What to know: Daniel Jones and the Giants really showed something. They rallied from down 14 in the first half against the Packers to post a huge upset victory, perhaps their best win since beating the Cowboys late in 2016. Jones did it while clearly not 100 percent (ankle) and despite a questionable supporting cast. If anything, it put his toughness on full display. Jones went 13-of-14 passing for 136 yards in the second half. He also rushed seven times for 37 yards, before kneeling with the ball late. Jones carried a Giants offense that had Marcus Johnson, Richie James, David Sills V and Darius Slayton at wide receiver. A monster effort.

Valentine’s View

Yes, Daboll is absolutely Coach of the Year after five games.

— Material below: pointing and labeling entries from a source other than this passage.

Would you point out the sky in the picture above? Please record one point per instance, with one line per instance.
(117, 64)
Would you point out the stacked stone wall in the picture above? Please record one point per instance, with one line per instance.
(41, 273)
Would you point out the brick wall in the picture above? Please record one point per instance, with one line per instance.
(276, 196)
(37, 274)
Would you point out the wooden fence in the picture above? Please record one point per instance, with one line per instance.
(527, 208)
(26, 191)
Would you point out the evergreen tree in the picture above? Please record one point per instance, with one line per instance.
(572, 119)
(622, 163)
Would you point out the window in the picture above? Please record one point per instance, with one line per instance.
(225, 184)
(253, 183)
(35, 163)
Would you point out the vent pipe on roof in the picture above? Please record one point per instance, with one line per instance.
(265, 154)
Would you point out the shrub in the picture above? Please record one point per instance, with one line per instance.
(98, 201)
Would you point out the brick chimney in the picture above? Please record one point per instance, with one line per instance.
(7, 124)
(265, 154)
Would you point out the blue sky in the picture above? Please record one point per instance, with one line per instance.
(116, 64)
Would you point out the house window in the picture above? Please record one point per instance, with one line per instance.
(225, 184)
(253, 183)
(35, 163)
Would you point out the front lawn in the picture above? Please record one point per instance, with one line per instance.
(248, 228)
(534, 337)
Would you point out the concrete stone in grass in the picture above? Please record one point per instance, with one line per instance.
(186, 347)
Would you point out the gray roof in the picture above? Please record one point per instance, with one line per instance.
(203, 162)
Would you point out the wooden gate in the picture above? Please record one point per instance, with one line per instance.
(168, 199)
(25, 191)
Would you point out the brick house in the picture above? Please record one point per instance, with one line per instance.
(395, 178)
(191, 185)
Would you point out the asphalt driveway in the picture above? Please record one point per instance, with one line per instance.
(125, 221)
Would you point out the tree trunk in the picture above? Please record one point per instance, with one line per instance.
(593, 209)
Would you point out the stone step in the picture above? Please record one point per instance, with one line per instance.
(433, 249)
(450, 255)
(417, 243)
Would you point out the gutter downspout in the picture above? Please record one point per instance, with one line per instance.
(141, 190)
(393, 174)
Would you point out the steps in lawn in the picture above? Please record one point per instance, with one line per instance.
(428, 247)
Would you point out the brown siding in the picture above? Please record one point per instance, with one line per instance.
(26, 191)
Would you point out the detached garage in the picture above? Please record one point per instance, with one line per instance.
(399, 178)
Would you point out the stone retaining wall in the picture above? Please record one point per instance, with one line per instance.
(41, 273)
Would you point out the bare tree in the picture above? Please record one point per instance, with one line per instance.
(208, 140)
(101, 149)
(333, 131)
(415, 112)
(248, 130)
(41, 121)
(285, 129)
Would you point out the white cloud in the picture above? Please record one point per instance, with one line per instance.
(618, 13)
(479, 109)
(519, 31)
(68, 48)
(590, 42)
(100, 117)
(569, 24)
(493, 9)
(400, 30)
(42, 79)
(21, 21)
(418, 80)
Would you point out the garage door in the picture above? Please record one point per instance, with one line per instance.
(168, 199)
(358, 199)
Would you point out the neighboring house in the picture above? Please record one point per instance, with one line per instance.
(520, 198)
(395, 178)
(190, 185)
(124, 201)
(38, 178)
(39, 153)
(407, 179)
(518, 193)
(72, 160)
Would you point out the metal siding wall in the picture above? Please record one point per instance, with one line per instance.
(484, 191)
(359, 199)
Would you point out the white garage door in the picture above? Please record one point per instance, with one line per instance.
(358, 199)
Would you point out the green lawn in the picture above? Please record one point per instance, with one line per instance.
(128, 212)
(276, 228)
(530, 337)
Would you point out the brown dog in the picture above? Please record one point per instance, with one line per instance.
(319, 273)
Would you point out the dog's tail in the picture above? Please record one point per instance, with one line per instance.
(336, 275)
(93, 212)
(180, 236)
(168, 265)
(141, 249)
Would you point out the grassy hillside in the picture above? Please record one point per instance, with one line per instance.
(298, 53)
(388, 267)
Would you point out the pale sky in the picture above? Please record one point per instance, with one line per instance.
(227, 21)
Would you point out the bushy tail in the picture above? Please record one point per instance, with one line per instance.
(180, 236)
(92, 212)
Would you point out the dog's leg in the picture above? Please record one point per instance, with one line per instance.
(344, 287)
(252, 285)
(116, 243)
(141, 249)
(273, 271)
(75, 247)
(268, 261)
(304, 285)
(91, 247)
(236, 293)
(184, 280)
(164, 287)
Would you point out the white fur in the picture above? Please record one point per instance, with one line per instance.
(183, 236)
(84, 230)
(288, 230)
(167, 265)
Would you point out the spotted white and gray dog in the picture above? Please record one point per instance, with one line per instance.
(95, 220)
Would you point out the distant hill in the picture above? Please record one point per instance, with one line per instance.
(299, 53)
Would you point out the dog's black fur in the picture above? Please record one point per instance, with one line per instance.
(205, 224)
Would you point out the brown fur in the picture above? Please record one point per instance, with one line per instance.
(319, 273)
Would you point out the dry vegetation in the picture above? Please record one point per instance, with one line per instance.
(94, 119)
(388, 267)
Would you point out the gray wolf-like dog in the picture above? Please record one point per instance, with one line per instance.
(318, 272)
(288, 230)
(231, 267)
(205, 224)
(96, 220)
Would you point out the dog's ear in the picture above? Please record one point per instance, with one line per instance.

No one has done more with less, or, to put a kinder way, gotten more out of what he does have than Daboll and his Giants coaching staff.

Will Daboll, who worked for this opportunity for more than two decades, end up as Coach of the Year. Who knows? There are 12 games to go and, as Daboll reminds over and over, adversity will come and you have to be able to deal with it.

Here is an amazing thing, though. If the Giants go 6-6 over their final 12 games, that’s a 10-win season. I know I have said over and over that this season is not really about winning. The way the Giants are playing, though, you have to think that’s possible.